The KV$ Rewind/KV$ Prefix Match feature allows for efficient query processing by leveraging previously cached KV values. When using KV Rewind, Genie can reuse the KV cache values from a previous query to speed up the processing of a new, similar query. This is particularly useful in scenarios where the new query shares a common prefix with the previous one.

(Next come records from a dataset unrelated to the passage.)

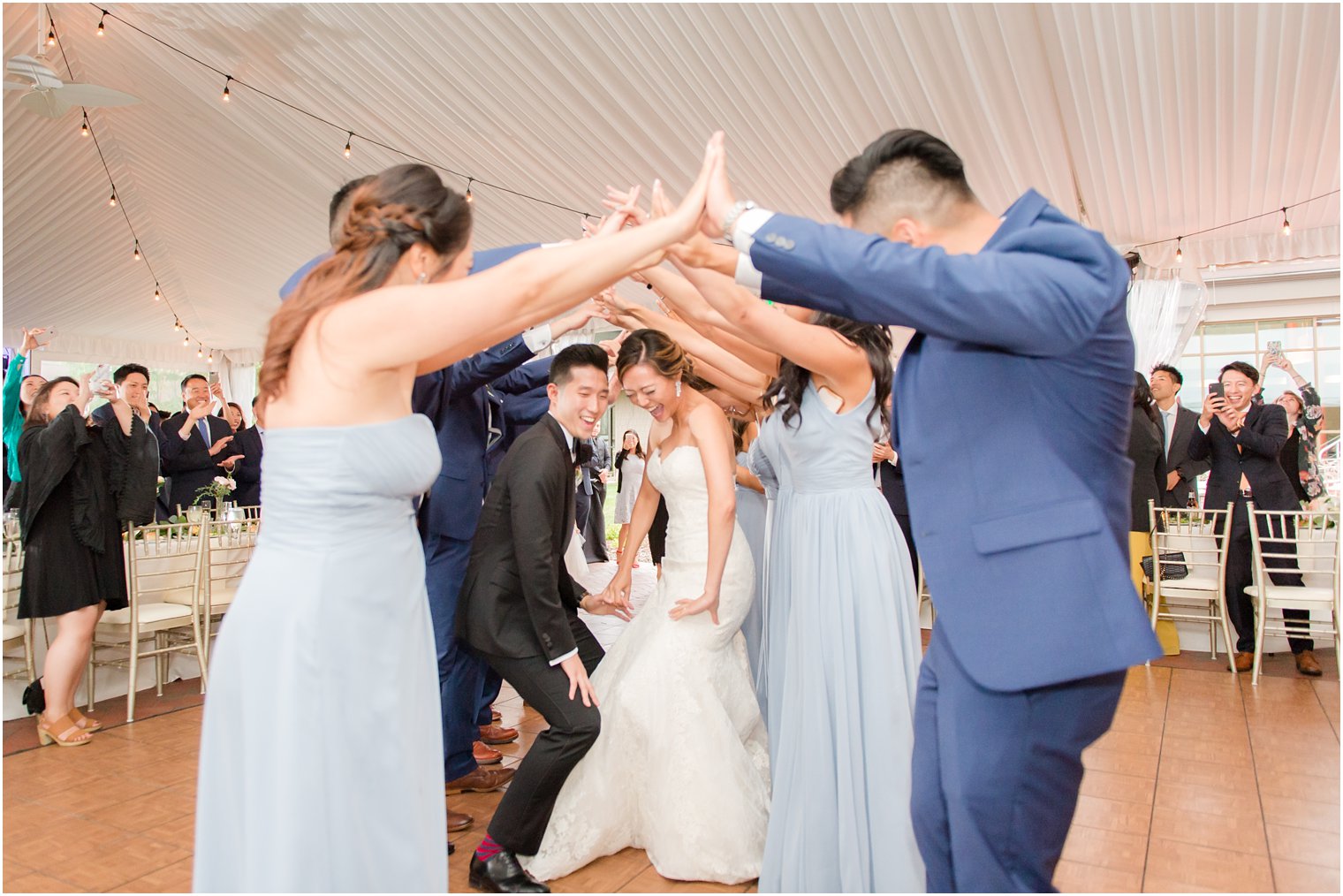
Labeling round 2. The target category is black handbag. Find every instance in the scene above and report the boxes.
[23,679,47,716]
[1143,551,1188,581]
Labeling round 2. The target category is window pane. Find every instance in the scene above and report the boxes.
[1258,317,1315,354]
[1315,317,1339,348]
[1302,351,1340,411]
[1203,321,1255,361]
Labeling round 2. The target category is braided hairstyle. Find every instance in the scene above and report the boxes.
[615,329,713,392]
[258,165,472,402]
[763,312,894,433]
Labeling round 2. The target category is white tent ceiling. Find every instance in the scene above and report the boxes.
[4,4,1339,357]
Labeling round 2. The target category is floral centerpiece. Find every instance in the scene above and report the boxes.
[192,475,238,506]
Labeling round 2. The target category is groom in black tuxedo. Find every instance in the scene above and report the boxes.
[457,345,628,893]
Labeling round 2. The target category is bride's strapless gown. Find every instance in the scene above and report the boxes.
[524,444,770,884]
[194,415,447,893]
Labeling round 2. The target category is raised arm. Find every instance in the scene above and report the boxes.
[322,137,721,372]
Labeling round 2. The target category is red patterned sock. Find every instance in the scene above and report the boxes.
[475,834,504,862]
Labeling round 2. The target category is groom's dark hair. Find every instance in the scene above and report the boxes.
[830,127,975,231]
[550,343,611,385]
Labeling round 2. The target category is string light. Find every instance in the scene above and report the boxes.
[65,3,596,219]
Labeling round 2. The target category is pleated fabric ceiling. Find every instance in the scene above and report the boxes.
[4,4,1339,357]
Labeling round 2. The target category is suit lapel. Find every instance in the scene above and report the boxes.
[542,414,575,537]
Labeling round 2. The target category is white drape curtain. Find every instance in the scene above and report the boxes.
[1128,277,1207,374]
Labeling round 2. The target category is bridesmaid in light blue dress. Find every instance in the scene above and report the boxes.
[697,281,925,893]
[193,157,718,893]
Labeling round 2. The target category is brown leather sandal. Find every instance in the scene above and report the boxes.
[70,707,102,733]
[38,712,93,747]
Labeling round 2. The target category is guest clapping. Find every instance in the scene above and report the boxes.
[3,326,47,497]
[615,429,645,568]
[163,374,239,508]
[19,376,158,747]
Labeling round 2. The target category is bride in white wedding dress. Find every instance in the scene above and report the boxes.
[522,330,770,884]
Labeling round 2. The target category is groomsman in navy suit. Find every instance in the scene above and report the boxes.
[703,130,1162,892]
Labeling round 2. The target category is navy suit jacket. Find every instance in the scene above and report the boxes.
[751,191,1160,690]
[1188,405,1301,511]
[411,246,550,542]
[228,426,264,506]
[161,411,239,513]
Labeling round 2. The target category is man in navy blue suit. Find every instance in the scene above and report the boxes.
[702,130,1160,892]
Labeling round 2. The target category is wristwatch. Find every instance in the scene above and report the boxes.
[723,199,756,243]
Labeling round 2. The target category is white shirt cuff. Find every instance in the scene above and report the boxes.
[732,209,774,255]
[550,648,579,666]
[522,323,555,354]
[734,253,764,295]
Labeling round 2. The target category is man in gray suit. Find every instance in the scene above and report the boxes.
[573,423,611,563]
[1151,364,1213,506]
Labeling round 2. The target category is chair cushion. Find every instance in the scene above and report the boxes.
[98,604,191,627]
[1245,584,1333,607]
[1162,575,1219,598]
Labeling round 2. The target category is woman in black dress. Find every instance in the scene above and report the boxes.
[19,376,158,747]
[1128,371,1180,656]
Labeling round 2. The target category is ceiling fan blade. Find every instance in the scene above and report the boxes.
[5,57,62,87]
[19,90,74,118]
[57,85,140,106]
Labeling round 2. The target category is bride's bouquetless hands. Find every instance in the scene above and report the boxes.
[667,591,718,625]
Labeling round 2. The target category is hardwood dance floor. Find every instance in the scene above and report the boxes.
[3,634,1339,893]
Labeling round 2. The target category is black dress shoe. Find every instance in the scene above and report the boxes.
[470,850,550,893]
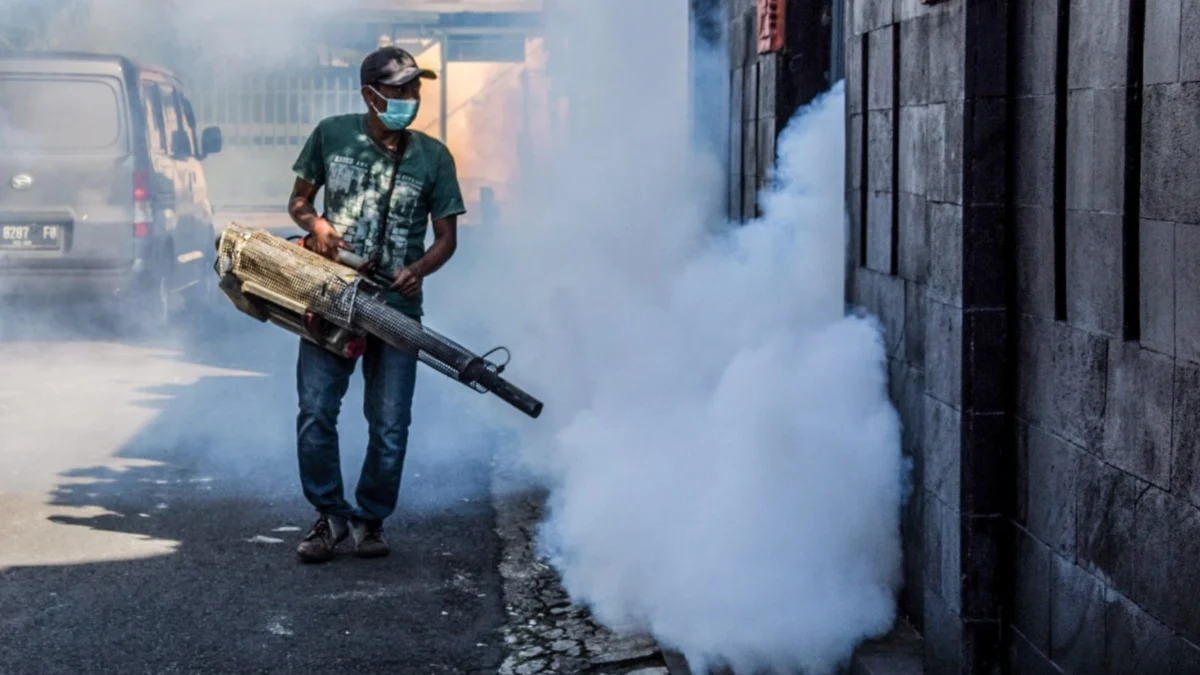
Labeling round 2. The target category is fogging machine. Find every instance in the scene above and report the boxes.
[214,223,542,418]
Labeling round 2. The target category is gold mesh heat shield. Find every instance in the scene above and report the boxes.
[216,223,359,328]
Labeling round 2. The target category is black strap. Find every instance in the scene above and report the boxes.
[368,131,408,270]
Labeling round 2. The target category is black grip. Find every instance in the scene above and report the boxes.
[479,370,542,419]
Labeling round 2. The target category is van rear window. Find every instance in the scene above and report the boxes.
[0,77,121,151]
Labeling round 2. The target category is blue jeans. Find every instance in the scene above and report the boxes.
[296,338,418,521]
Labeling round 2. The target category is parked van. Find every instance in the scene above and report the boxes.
[0,53,221,318]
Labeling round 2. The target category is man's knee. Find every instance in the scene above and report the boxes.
[296,342,350,424]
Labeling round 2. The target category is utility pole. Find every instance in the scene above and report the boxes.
[438,32,450,143]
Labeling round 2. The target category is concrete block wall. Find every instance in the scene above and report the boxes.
[1010,0,1200,675]
[846,0,1200,675]
[846,0,1008,673]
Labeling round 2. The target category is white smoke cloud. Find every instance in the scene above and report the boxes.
[437,0,904,674]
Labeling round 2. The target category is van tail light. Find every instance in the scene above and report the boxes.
[133,171,154,239]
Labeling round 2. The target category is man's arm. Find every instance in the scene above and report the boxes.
[391,215,458,298]
[288,178,320,233]
[288,178,349,259]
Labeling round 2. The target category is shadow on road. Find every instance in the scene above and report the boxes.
[0,300,504,675]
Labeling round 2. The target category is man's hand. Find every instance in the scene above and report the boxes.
[391,267,421,299]
[312,217,350,261]
[288,178,350,261]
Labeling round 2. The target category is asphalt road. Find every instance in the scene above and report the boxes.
[0,299,505,675]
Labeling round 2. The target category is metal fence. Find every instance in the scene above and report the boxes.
[193,68,366,147]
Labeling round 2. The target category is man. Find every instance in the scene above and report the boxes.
[288,47,466,562]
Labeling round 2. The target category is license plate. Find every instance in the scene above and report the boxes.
[0,225,62,251]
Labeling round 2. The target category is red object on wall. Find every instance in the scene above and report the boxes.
[758,0,787,54]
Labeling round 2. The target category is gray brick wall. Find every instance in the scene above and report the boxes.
[725,0,833,222]
[845,0,1200,675]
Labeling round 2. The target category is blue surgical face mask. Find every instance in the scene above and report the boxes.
[371,86,421,131]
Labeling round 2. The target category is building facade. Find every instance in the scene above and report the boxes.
[705,0,1200,675]
[846,0,1200,675]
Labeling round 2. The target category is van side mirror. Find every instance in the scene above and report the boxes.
[170,129,192,157]
[200,126,221,157]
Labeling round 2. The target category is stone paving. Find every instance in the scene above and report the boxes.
[492,454,668,675]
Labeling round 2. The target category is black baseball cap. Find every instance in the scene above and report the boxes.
[359,47,438,86]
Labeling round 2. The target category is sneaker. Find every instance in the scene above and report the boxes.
[350,519,391,557]
[296,515,349,562]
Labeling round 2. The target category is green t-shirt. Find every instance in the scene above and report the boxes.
[292,113,466,317]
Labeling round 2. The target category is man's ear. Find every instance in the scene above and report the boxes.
[362,86,379,112]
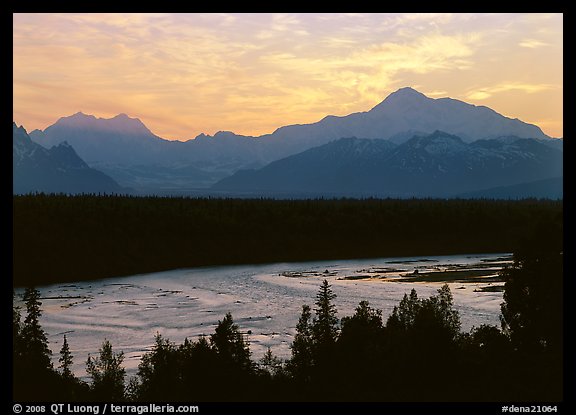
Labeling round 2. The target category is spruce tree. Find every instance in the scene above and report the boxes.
[20,288,52,370]
[58,335,74,379]
[288,305,313,380]
[312,280,338,352]
[86,340,126,401]
[210,312,252,370]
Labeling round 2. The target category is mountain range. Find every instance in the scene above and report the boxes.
[16,88,562,196]
[12,123,126,194]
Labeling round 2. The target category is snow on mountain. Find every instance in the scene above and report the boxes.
[213,131,562,197]
[25,88,558,192]
[12,123,126,193]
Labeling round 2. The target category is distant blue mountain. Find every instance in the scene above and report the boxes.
[12,123,127,194]
[30,88,549,193]
[213,131,563,197]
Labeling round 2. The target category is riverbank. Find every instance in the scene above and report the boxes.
[13,195,562,286]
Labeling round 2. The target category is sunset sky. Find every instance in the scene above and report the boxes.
[13,13,563,140]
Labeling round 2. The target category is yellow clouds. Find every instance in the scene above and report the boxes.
[466,82,558,101]
[13,13,562,139]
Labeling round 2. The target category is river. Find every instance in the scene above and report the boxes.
[16,254,512,378]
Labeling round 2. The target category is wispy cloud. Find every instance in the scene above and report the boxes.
[13,13,562,139]
[466,82,558,101]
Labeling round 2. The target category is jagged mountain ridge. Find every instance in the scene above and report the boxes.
[31,88,549,193]
[12,123,126,194]
[213,131,562,197]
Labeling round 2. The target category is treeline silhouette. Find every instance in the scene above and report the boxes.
[13,194,562,287]
[13,227,563,402]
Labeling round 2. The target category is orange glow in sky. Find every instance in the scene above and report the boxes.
[13,13,563,140]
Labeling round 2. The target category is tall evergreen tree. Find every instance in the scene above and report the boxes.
[210,312,252,370]
[12,292,22,362]
[58,335,74,379]
[288,305,313,381]
[312,280,338,351]
[20,288,52,370]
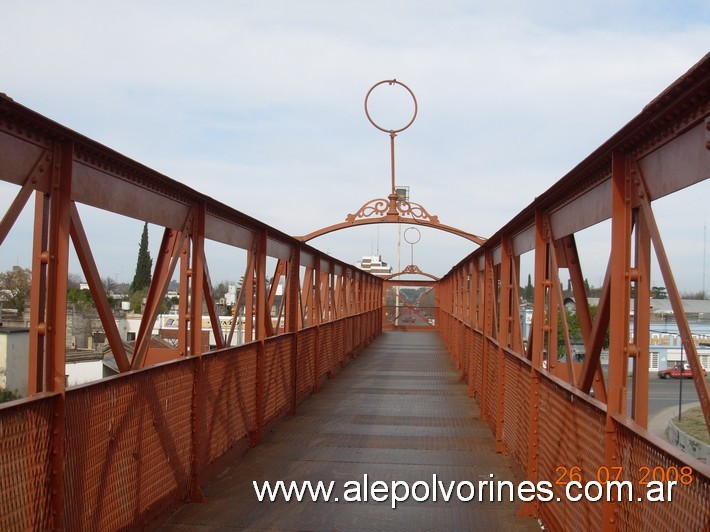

Using KV Rewind between queries

typedef enum {
  /// The string is the entire query/response.
  GENIE_DIALOG_SENTENCE_COMPLETE = 0,
  /// The string is the beginning of the query/response.
  GENIE_DIALOG_SENTENCE_BEGIN = 1,
  /// The string is a part of the query/response and not the beginning or end.
  GENIE_DIALOG_SENTENCE_CONTINUE = 2,
  /// The string is the end of the query/response.
  GENIE_DIALOG_SENTENCE_END = 3,
  /// The query has been aborted.
  GENIE_DIALOG_SENTENCE_ABORT = 4,
  ///Rewind the KV cache as per prefix query match before processing the query
  GENIE_DIALOG_SENTENCE_REWIND = 5,
} GenieDialog_SentenceCode_t;
GENIE_API
Genie_Status_t GenieDialog_query(const GenieDialog_Handle_t dialogHandle,
                                 const char* queryStr,
                                 const GenieDialog_SentenceCode_t sentenceCode,
                                 const GenieDialog_QueryCallback_t callback,
                                 const void* userData);

Use the sentence code GENIE_DIALOG_SENTENCE_REWIND and pass the query string as you would for a normal query. The API will handle prefix matching and KV rewind internally.

Note

KV$ prefix match works well with the KV update method SMART_MASK. However, with KV update method POINTER_SHIFT, we observed that in a few cases, it throws memory register-related errors for weight-shared bins. POINTER_SHIFT works fine or shows no issues with decoder-only models (AR1 / AR8 / AR128, etc.).

In genie-t2t-run, we can use ‘-w’ option for rewind queries.

For example:

./genie-t2t-run -c llama2-7b-htp.json
                -p "Answer in one sentence, what is the capital city of India?"
                -w "Answer in one sentence, what is the capital city of Russia?"